Radical AI is a deep-tech company focused on transforming materials science and advanced manufacturing through AI, with a mission to accelerate the discovery, development and production of new materials. Materials R&D has historically moved slowly because each candidate must be synthesized and physically tested, a process that can take years. Radical AI's approach is to compress that loop by combining AI-driven prediction with autonomous robotic experimentation in a tight, self-improving cycle.
The company's system uses AI to screen vast spaces of possible materials, potentially billions of candidates, to identify the most promising options. It then synthesizes and tests those candidates in a fully autonomous lab capable of running an estimated 50 to 100 times more experiments than traditional setups. Critically, the experimental data captured from each run is fed back into the models, creating a closed-loop, self-driving lab that improves its predictions over time, the kind of compounding data advantage that distinguishes leading AI-for-science efforts.
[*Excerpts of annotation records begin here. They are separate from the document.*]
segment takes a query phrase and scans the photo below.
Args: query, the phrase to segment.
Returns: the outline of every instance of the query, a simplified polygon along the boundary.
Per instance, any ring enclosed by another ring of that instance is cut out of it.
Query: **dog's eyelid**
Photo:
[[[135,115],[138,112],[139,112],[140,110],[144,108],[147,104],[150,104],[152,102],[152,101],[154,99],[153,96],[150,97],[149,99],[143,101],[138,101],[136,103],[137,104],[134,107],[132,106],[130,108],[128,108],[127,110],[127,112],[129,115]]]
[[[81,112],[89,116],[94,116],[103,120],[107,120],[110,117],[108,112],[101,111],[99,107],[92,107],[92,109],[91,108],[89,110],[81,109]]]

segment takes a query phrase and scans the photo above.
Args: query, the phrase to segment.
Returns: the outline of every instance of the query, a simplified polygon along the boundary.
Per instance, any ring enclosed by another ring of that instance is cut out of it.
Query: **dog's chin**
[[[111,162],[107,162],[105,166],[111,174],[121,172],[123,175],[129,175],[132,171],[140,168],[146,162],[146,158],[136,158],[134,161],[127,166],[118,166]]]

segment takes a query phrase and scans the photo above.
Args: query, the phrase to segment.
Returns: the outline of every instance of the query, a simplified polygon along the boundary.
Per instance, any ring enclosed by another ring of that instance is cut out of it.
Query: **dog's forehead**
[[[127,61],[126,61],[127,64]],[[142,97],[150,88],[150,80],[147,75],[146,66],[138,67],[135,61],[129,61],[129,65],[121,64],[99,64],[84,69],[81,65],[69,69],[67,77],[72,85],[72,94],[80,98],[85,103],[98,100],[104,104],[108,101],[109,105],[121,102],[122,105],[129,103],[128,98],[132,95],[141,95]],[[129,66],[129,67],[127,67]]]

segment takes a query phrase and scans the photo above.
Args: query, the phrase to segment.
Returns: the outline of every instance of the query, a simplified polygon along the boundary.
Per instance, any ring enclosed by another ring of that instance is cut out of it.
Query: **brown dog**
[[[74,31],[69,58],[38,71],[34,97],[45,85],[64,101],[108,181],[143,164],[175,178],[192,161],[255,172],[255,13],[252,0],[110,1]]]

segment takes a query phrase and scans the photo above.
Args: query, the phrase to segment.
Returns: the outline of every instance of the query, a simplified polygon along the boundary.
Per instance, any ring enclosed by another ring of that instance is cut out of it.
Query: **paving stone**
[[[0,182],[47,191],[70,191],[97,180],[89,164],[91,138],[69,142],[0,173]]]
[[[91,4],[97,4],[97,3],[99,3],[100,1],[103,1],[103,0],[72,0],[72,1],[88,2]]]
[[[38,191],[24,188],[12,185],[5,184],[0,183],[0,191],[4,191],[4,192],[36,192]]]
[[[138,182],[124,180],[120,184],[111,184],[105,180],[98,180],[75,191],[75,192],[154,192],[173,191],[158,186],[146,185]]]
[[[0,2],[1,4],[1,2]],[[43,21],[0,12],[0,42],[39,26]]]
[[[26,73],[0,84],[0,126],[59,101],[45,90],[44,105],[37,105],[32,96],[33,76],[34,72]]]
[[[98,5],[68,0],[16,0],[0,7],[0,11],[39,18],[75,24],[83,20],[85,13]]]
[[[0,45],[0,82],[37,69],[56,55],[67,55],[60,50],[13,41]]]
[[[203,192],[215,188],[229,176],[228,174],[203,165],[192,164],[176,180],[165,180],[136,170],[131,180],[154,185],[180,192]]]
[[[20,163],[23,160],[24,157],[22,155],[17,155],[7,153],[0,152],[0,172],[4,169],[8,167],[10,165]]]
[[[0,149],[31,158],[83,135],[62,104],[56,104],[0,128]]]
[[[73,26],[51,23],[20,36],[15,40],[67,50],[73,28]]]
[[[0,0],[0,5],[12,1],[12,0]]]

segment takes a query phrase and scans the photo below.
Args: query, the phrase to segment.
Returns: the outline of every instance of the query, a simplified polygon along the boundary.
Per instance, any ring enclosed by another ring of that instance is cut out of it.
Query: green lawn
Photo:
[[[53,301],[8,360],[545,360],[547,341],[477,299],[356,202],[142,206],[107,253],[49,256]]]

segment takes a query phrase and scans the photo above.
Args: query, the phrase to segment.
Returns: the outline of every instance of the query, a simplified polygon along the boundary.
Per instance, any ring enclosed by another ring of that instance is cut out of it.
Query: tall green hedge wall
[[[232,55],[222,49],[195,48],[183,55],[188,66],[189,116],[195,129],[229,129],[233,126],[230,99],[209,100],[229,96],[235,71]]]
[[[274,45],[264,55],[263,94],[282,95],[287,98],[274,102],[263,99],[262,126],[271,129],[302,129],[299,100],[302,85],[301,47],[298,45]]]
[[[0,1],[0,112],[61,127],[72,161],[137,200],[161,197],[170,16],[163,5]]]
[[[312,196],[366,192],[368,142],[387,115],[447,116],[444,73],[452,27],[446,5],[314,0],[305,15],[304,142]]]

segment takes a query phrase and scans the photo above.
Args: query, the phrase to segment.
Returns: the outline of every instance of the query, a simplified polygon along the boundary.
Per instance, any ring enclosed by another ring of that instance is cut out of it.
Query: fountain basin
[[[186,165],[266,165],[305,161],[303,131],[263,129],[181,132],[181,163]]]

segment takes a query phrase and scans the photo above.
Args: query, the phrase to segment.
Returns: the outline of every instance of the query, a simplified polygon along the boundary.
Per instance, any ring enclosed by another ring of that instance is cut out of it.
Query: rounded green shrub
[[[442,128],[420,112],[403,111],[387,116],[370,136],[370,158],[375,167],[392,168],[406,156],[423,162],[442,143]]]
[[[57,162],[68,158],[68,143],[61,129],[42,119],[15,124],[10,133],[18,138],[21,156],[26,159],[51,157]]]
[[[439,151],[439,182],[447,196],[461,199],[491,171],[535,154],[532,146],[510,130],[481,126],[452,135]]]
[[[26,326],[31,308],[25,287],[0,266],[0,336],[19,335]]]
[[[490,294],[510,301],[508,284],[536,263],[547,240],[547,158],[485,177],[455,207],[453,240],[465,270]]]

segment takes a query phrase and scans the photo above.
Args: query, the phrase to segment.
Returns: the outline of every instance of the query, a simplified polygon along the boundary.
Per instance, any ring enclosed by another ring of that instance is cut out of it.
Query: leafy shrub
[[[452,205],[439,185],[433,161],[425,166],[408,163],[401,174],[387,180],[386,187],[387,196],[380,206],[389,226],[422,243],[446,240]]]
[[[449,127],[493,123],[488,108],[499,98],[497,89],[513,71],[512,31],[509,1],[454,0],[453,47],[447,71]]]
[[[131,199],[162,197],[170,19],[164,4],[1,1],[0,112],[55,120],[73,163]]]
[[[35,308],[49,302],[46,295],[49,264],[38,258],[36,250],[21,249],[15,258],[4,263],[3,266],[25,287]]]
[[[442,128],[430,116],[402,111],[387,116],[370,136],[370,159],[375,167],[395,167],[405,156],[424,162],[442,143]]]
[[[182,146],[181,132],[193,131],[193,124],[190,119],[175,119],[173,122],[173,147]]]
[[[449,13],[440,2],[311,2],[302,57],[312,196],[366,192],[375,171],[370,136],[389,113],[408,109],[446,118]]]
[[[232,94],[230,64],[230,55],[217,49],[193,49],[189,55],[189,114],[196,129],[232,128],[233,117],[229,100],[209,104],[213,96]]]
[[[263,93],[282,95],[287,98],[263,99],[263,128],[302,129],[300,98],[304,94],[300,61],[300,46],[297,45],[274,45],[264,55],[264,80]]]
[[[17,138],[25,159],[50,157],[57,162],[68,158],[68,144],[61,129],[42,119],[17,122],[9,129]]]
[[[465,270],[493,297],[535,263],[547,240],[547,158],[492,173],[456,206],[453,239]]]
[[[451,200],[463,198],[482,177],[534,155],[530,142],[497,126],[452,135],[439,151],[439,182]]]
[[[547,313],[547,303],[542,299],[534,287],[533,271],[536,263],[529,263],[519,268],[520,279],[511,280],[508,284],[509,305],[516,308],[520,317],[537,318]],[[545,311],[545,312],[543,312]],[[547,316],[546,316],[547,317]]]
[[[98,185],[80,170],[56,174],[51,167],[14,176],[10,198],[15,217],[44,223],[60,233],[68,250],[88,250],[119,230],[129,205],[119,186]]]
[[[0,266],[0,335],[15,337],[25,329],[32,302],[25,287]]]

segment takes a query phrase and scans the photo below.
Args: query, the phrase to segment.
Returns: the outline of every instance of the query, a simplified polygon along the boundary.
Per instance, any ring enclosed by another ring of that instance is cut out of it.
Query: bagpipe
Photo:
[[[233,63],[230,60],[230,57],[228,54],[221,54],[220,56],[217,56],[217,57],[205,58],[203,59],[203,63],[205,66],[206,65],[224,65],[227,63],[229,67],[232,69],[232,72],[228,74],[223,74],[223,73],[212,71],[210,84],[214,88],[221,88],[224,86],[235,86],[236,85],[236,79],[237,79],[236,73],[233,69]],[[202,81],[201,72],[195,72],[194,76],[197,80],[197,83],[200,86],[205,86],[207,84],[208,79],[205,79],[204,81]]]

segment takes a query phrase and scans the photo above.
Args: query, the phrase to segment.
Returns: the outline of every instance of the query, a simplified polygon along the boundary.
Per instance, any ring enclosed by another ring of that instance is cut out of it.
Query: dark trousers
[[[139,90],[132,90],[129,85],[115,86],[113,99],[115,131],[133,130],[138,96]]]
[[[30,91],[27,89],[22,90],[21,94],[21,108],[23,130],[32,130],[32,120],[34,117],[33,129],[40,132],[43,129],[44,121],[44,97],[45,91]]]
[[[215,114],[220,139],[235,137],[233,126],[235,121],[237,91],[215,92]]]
Radical AI has emphasized building real physical infrastructure, establishing what New York State officials described as the state's first fully autonomous materials-science labs at the Brooklyn Navy Yard, an effort highlighted by the governor's office. This combination of frontier AI with operational autonomous labs positions the company to target applications across energy, advanced manufacturing and decarbonization, where novel materials are a key bottleneck.
In July 2025 Radical AI announced a $55 million seed (described as a Series Seed+) led by RTX Ventures, with participation from NVentures (NVIDIA's venture arm), Noa, Infinite Capital, Eni Next and AlleyCorp, and reporting indicates a subsequent Series A. The company is led by CEO Joseph F. Krause alongside co-founder Jorge Colindres. Radical AI competes in the autonomous-materials-discovery space alongside players such as Periodic Labs and CuspAI, differentiating through its emphasis on operating real autonomous labs that close the loop between AI prediction and physical experimentation.